Limite é um filme fundamentalmente brasileiro: nestas cercas de pau-a-pique; nessas tronqueiras; neste capinzal ventado; nessa praia; nesses alagados; nessas árvores retorcidas, nessas palmeiras descabeladas pelo vento. São infinitamente brasileiras as janelas, os portas, as paredes. O musgo, a estrada, as fachadas, o beco, as faces no cinema, as perspectivas das praias, os pescadores que consertam as suas redes, as proas oscilantes das canoas, as pessoas que passam. Tudo é puro Brasil — Mangaratiba, brejo, lodo, praia, mata. Estas ruínas, de vegetação pendente, estes muros manchados, este céu branco, este cemitério lodoso é Brasil. .— Os personagens se incorporam à paisagem e, através dela, se exprimem.

Toda a beleza fotográfica e de composição, toda a força artística da mise-en-scène, a sofisticação de realização, se opera sobre ela. A conjugação do formalismo com a intenção, da forma com a paisagem e desta com os personagens está a serviço de um agudo sentimento poético, que é uma meditação sofrida sobre a decadência e a morte, sobre a inutilidade do fazer, sobre o desespero e a fuga — sobre o profundo, enorme, lancinante sentimento de limitação humana e seu impossível sonho, desejo de conquista do infinito.

Essa paisagem trágica que está presente em todo Limite e que o domina ferreamente foi rica e florescente no fastígio da cultura do café até o final do século passado. Há no filme o travo amargo do passado esplendor, que se reflete em todas as imagens cuidadosamente compostos e nos próprios personagens tão educados, tão contidos e refinados nas suas aristocráticas posturas. As ruínas que aparecem em Limite, filme dirigido por Mario Breves Peixoto são as ruínas dos Breves. É dessa decadência que o filme tira sua força.

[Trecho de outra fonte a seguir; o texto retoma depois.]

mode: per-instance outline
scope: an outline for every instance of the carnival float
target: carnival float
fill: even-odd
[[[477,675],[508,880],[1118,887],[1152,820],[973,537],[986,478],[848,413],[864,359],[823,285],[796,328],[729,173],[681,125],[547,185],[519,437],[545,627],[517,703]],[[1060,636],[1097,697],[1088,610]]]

Certamente Limite não é um filme comercial no sentido próprio do termo. Nunca foi, inclusive, exibido comercialmente. Mario Peixoto, diante da reação negativa da crítica, à sessão inaugural, promovido pelo Chaplin Club, no Capitólio, a 4 de maio de 1931, desistiu de explorá-lo comercialmente. O rompimento comercial é simbólico, como simbólica foi sua realização, executado sem recurso a nenhuma firma: o único profissional, no sentido estrito, era Edgar Brazil que, mesmo assim, era quase um estreante. Esse filme perfeito e magistral nasceu e viveu liberto de todas e quaisquer injunções estranhas ao próprio desejo de realizá-lo. Foi pensado e realizado apenas como Cinema.

Meio século depois de concluído, Limite confirma a impressão de universalidade, que sempre provocou, despertando igual entusiasmo e admiração em platéias do Rio, Nova Iorque, Berlim e Veneza. Filme brasileiro, Limite transborda os contornos de ser brasileiro para ser universal – como o filme de Eisenstein no México, Dovjenko na Ucrânia, de Flaherty na ilha da Aram, no canal da Irlanda. Esse filme que não envelhece nem cativa, sendo brasileiro, pelo exotique é visto como se o Silencioso não tivesse morrido — só Chaplin consegue a mesma coisa. Limite está em casa em qualquer parte do mundo — como esteve em 1931 no Rio, durante anos no Salão Nobre da Faculdade Nacional de Filosofia, na Sala Funarte, no Museu de Arte Moderna de Nova Iorque — e agora em Berlim e no Lido de Veneza. E como estará daqui a muitos anos em qualquer parte do mundo em que for projetado.